There might also be a problem with fsck, when i ran that on the larger fs i think there was no output after the line about the fs being clean. And so i cancelled it after a minute or so. (i did not retry with current kernel and tools build)
Kernel is ac3ab6a511717db1644ded49a6f417304abba048, 5.11.21-1-bcachefs-git-323068-gac3ab6a51171
on Arch Linux (linux-bcachefs-git
from AUR)
Edit: i've found that the rebalance thread can come back without a reboot, though there was a suspend in between.
Still occuring on 8ea0358a147c09a608a83bff2beba9729525ccb5 and 05ed308a527fd595910dcfe5a67d9cac04490e37.
Would it be helpful to monitor some values over time? Some of the values coming out of sysfs already, even? I am already collecting some stuff from bcachefs into a prometheus+grafana setup, so that might be helpful in troubleshooting.

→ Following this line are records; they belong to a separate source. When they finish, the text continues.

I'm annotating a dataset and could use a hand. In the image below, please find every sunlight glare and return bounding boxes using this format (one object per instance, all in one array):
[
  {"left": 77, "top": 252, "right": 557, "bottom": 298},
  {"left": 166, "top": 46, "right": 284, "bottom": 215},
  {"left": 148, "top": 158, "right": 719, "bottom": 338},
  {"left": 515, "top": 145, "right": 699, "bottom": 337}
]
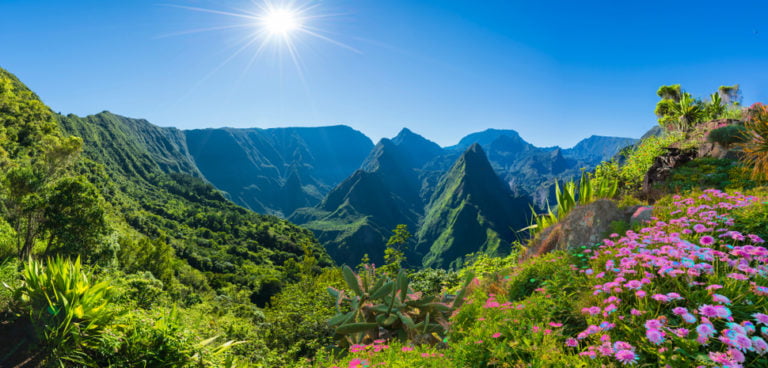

edit: i'm now blanket-collecting most numbers in sysfs
On each reboot the system takes a few hours in rebalance to stop having constant io. It is a newly formated fs but i did have some power failures (yay dead ups). Performance is ok but a bit concerning to have 3-4 hours of hdd io thrashing per day.
Not really sure what more you need to debug so please tell me.